Es setzt einen Fokus auf Gott und seine Liebe voraus, mit einem reichen und intensiven Gebetsleben, das St. Augustins eigenen Satz formulieren kann: "Du hast uns zu Dir gemacht, Herr, und unser Herz ist unruhig, bis es in Dir ruht." , aber das weiß auch, wie man tiefe emotionale Beziehungen zu den Menschen aufnimmt, mit denen es verbunden ist. Jungfräulichkeit ergibt sich aus dem Evangelium und ist besonders in unserer hedonistischen Welt als Zeugnis notwendig. „In Jungfräulichkeit und Zölibat , behält Keuschheit seine ursprüngliche Bedeutung, nämlich , dass die menschlichen Sexualität gelebt als ein echtes Zeichen und wertvollen Dienst an die Liebe der Gemeinschaft und die Gabe von “ (Apostolisches Schreiben von Johannes Paul II , „Pastores dabo vobis » Nr. 29).

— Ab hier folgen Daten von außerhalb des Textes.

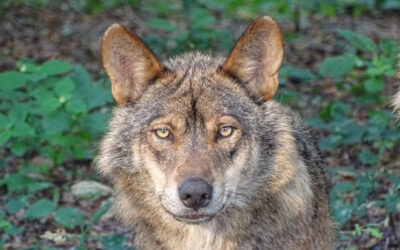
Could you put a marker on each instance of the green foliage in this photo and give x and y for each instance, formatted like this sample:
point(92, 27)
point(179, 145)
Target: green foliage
point(51, 109)
point(69, 217)
point(55, 112)
point(362, 70)
point(39, 209)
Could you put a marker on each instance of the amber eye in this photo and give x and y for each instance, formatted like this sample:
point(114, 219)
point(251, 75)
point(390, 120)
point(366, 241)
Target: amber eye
point(162, 133)
point(226, 131)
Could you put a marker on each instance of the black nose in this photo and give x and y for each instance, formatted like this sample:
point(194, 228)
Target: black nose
point(195, 193)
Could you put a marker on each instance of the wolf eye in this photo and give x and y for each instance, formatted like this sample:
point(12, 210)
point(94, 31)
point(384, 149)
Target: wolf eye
point(162, 133)
point(226, 131)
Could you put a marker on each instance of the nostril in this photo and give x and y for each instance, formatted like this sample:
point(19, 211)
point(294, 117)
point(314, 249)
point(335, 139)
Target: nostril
point(186, 196)
point(195, 193)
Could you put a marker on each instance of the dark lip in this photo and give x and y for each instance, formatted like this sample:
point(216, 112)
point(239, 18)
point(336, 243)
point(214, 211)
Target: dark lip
point(194, 218)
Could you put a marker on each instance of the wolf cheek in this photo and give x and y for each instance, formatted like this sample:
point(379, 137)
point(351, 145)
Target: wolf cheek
point(202, 158)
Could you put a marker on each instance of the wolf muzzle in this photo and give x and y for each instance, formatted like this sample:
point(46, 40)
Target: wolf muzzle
point(195, 193)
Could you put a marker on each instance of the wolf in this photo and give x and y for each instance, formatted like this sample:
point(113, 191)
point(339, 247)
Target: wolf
point(202, 157)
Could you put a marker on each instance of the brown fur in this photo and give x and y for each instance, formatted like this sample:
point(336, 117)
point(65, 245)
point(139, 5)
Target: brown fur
point(269, 188)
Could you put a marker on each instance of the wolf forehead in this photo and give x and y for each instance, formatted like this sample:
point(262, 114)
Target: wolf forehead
point(193, 86)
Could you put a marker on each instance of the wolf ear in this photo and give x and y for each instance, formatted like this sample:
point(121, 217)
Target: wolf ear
point(128, 62)
point(256, 58)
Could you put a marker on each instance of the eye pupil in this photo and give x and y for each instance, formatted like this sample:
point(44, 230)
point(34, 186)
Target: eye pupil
point(162, 132)
point(226, 131)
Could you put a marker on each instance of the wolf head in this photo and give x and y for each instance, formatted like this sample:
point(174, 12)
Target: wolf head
point(188, 132)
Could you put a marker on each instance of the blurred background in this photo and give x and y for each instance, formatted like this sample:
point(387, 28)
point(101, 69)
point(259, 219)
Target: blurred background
point(339, 73)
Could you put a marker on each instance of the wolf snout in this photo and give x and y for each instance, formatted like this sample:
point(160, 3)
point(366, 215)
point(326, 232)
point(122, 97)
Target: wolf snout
point(195, 193)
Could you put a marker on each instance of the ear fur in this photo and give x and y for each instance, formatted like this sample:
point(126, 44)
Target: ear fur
point(256, 58)
point(128, 62)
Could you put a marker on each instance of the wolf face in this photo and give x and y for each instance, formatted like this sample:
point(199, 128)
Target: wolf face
point(202, 158)
point(192, 124)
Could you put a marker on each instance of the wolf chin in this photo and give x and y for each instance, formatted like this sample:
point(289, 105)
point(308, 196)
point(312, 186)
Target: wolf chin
point(200, 155)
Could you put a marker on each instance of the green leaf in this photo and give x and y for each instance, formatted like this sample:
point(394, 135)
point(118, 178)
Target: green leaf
point(389, 47)
point(359, 41)
point(97, 95)
point(374, 85)
point(55, 67)
point(48, 102)
point(40, 209)
point(17, 182)
point(4, 137)
point(99, 212)
point(299, 73)
point(201, 18)
point(56, 122)
point(337, 66)
point(69, 217)
point(329, 142)
point(19, 148)
point(160, 23)
point(3, 121)
point(10, 80)
point(367, 157)
point(76, 105)
point(13, 206)
point(64, 88)
point(113, 242)
point(18, 113)
point(23, 129)
point(96, 122)
point(4, 225)
point(374, 232)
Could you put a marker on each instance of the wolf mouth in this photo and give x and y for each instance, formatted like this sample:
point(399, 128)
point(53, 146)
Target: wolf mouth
point(194, 218)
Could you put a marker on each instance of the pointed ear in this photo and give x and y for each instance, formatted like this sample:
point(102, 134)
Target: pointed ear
point(128, 62)
point(256, 58)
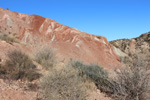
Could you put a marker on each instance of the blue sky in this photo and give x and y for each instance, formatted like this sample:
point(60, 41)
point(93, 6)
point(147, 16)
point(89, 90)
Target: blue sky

Das Zölibat hat oft mehr Zeit, Geld, Zuneigung und Freundschaft. Sie können sich voll und ganz den aufnehmenden und sogar gefährlichen Verpflichtungen widmen. Sein Leben gehört nur ihm und Christus, und deshalb ist er freierzu dienen Das Zölibat ist ein Zeichen des Vertrauens in die moralische Freiheit des Menschen. Obwohl es nützlich ist, dass es Menschen gibt, die sich zwei oder drei Jahre lang einer Aufgabe widmen, werden mehr Menschen als je zuvor benötigt, die sich vollständig geben, denn es gibt Berufe, die die ganze Person erfordern. Es hat somit größere Spendenmöglichkeiten und Effizienz, um bestimmte Positionen und Provisionen zu erfüllen. Sie impliziert immer eine Einstellung der Verfügbarkeit und des Dienstes für andere und sollte niemals auf einfacher Selbstsucht und Bequemlichkeit beruhen, noch sollte dies für unreife Menschen, die nicht in der Lage sind, die Schwierigkeiten des Lebens zu meistern, bestehen. Er muss daher offener gegenüber Veränderungen und Verfügbarkeit sein, und wenn seine Keuschheit positiv gelebt wird, ist dies eine aktive, vertrauensvolle und freie Haltung. Menschlich ist es wichtig, Sexualität in die gesamte Persönlichkeit zu integrieren,

Wir sollten die Jungfräulichkeit nicht mit dem Laster der Unempfindlichkeit verwechseln , das souverän gegen die Keuschheit sündigt, oder nicht glauben, dass die Keuschheit den Menschen mindert, und obwohl es wahr ist, dass der jungfräuliche Mensch keine Werte mehr entwickelt, soll er sich entwickeln andere Vorgesetzte. Es ist eine schöpferische Haltung der Verwirklichung eines Wertes, auch wenn es die Unterdrückung eines anderen Gutes und Erwünschten wie die eheliche Liebe erfordert. Wir sind alle begrenzt und unser Fortschritt bedeutet, sich für Werte zu entscheiden und auf andere zu verzichten. Aber im Bereich der Ausbildung,Wir müssen sicherstellen, dass dies so weit und dauerhaft wie möglich ist und alle Bereiche des christlichen Lebens abdeckt, ohne dass Kultur und Humanwissenschaften darüber vergessen werden, und sich durch das offenbarte Wort und die Zeichen der Zeit herausgefordert werden. Damit das Zölibat reif leben kann, ist eine Sublimierung erforderlich, ein Vorgang, durch den der Mensch in den Dienst höherer Aufgaben eine Kraft seiner Persönlichkeit stellt, die ursprünglich auf andere Ziele ausgerichtet ist.